Contrairement au programme classique en 12 étapes, au cours duquel les toxicomanes mettent leur vie entre les mains d’un être supérieur, Thamkrabok insiste sur l’importance de vivre toutes les agonies du sevrage. À travers la douleur, les toxicomanes peuvent aller de l’avant et développer une force mentale qui leur permettra de réfléchir ensuite à ce qui les a amenés à se perdre dans la consommation. Les toxicomanes ne sont pas encouragés à se voir comme des victimes, mais plutôt à avoir la volonté d’être plus forts que la substance dont ils sont dépendants.

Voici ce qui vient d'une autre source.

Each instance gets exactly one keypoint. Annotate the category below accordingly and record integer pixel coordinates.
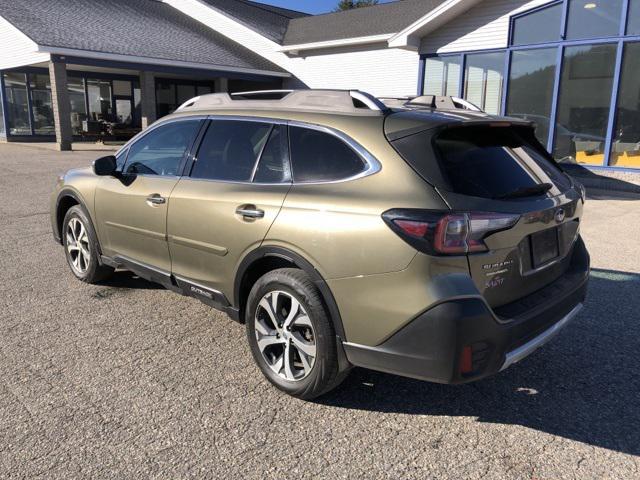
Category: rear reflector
(466, 360)
(446, 233)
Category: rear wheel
(290, 334)
(81, 247)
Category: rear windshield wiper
(526, 191)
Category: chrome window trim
(373, 165)
(157, 124)
(148, 130)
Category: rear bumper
(431, 346)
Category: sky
(309, 6)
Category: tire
(84, 262)
(306, 377)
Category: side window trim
(144, 133)
(255, 165)
(235, 118)
(373, 165)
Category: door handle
(250, 211)
(156, 199)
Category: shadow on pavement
(584, 386)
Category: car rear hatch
(520, 211)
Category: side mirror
(105, 166)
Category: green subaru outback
(427, 240)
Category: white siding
(16, 49)
(378, 70)
(482, 27)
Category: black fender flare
(65, 192)
(303, 264)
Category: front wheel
(81, 247)
(290, 334)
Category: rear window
(481, 161)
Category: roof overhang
(70, 55)
(295, 49)
(410, 37)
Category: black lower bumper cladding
(430, 346)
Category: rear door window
(318, 156)
(482, 161)
(230, 150)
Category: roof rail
(442, 103)
(353, 102)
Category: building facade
(570, 66)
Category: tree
(351, 4)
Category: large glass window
(161, 150)
(17, 104)
(531, 82)
(633, 25)
(100, 106)
(483, 81)
(321, 157)
(442, 76)
(2, 132)
(230, 150)
(78, 104)
(626, 136)
(41, 105)
(538, 27)
(584, 102)
(593, 18)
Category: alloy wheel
(78, 246)
(285, 335)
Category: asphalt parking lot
(127, 380)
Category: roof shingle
(384, 18)
(141, 28)
(270, 21)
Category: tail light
(447, 233)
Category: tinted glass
(2, 132)
(17, 110)
(230, 149)
(633, 25)
(122, 88)
(78, 105)
(480, 161)
(41, 105)
(593, 18)
(321, 157)
(100, 106)
(165, 98)
(442, 76)
(537, 27)
(274, 162)
(584, 102)
(626, 136)
(531, 82)
(483, 81)
(161, 150)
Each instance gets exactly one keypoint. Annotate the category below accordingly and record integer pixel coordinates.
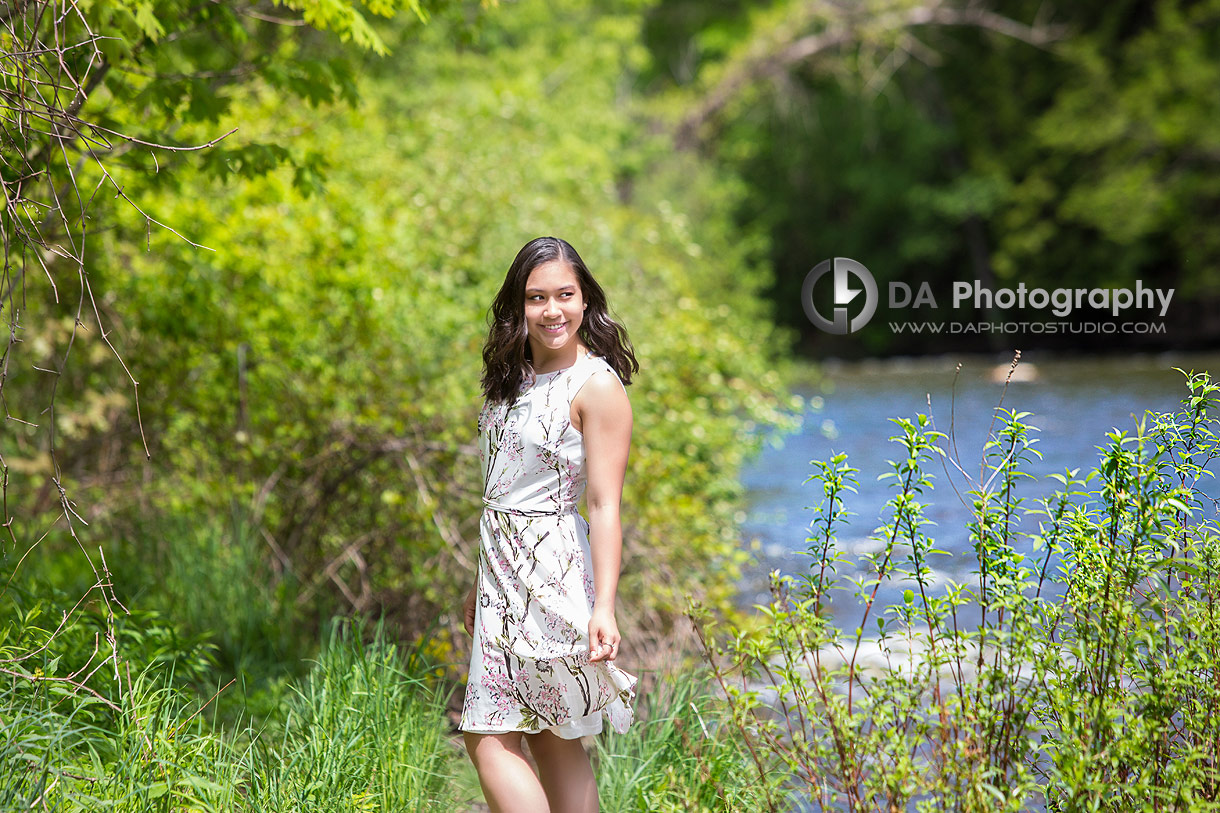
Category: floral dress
(530, 663)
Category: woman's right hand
(467, 609)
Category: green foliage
(321, 364)
(676, 758)
(936, 153)
(1088, 680)
(364, 731)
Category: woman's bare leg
(565, 773)
(509, 783)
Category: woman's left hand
(603, 636)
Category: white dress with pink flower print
(530, 664)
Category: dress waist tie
(527, 512)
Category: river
(1074, 403)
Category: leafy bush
(1091, 679)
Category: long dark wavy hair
(506, 355)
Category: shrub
(1090, 679)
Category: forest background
(286, 222)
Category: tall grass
(678, 756)
(362, 734)
(364, 731)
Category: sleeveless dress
(530, 661)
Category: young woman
(556, 420)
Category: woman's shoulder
(591, 371)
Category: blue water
(1074, 403)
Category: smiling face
(554, 309)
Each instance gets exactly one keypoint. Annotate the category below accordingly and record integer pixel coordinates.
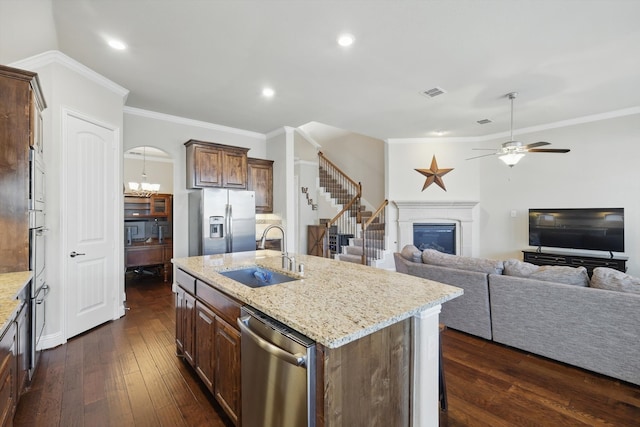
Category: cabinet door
(208, 164)
(227, 368)
(261, 181)
(204, 344)
(234, 170)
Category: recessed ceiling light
(117, 44)
(345, 40)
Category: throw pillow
(548, 273)
(481, 265)
(411, 253)
(614, 280)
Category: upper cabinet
(21, 102)
(216, 165)
(261, 181)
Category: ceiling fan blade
(484, 155)
(549, 150)
(536, 144)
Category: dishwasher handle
(293, 359)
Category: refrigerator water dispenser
(216, 227)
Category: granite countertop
(336, 302)
(10, 286)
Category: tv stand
(575, 260)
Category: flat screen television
(590, 228)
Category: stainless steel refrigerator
(221, 221)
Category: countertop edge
(11, 285)
(257, 299)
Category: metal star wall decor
(434, 174)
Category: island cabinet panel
(204, 352)
(208, 340)
(261, 181)
(216, 165)
(185, 324)
(366, 382)
(227, 368)
(8, 379)
(23, 335)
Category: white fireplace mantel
(461, 212)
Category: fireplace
(438, 236)
(463, 214)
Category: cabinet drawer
(224, 306)
(186, 281)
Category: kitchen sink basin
(257, 277)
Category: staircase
(356, 234)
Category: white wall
(600, 171)
(404, 183)
(65, 88)
(280, 149)
(169, 134)
(362, 159)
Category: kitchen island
(376, 332)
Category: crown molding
(56, 57)
(554, 125)
(134, 111)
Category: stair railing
(373, 233)
(347, 193)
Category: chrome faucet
(288, 263)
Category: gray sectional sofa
(556, 312)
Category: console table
(571, 260)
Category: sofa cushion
(614, 280)
(549, 273)
(411, 253)
(482, 265)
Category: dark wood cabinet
(571, 260)
(227, 368)
(21, 104)
(185, 324)
(23, 339)
(216, 165)
(204, 350)
(261, 181)
(208, 339)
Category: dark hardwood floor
(123, 373)
(126, 373)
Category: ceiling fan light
(511, 159)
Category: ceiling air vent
(433, 92)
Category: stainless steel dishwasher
(277, 371)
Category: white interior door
(90, 223)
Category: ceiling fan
(512, 151)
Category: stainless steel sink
(265, 277)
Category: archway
(148, 213)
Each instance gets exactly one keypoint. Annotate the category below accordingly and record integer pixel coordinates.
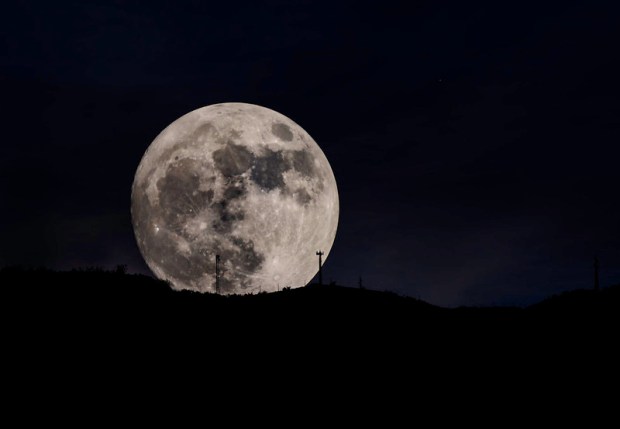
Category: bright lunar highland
(240, 181)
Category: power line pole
(217, 274)
(320, 255)
(596, 268)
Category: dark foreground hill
(114, 300)
(98, 328)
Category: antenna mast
(320, 255)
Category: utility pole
(596, 268)
(320, 255)
(217, 274)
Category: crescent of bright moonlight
(240, 181)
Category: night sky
(475, 145)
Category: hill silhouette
(108, 326)
(108, 299)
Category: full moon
(240, 181)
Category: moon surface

Thamkrabok est la représentation même du "singulier". Au lieu de méditer en toute quiétude, les moines, tous toxicomanes en voie de guérison, se tiennent occupés en réalisant les visions excentriques du Père supérieur. D’immenses statues à demi terminées sont abandonnées et une grande partie du terrain de la retraite tropicale est un site de construction envahi par la végétation. Des cavernes sont pavées et reliées par des escaliers de béton. Les moines ont construit un moulin à eau de 100 tonnes qui pourrait éventuellement être utilisé sur les canaux de Bangkok (un hélicoptère sera peut-être nécessaire pour le transporter à la capitale, vu ses dimensions extrêmes). Il y a également un gigantesque hors-bord qui trône, inachevé et en cale sèche, aux abords du monastère. D’imposantes statues du Bouddha, des sculptures à tête d’éléphant et d’énormes bustes de la tante du Père supérieur sont éparpillés ici et là sur le terrain. Les corps du frère et de la tante du Père supérieur reposent dans d’imposants cercueils. Les défunts sont embaumés avec des fluides maison que les moines doivent remplacer régulièrement. Les motifs trouvés sur le roc des collines sont transposés en musique et joués, tels d’étranges pièces géomanciennes, par un autre type de musicien rock.
Si Austin et ses quatre amis britanniques peuvent endurer les épreuves de cette cure brutale et cheminer, avec leurs collègues thaïlandais, à travers la paranoïa et la douleur, leur parcours est en effet héroïque.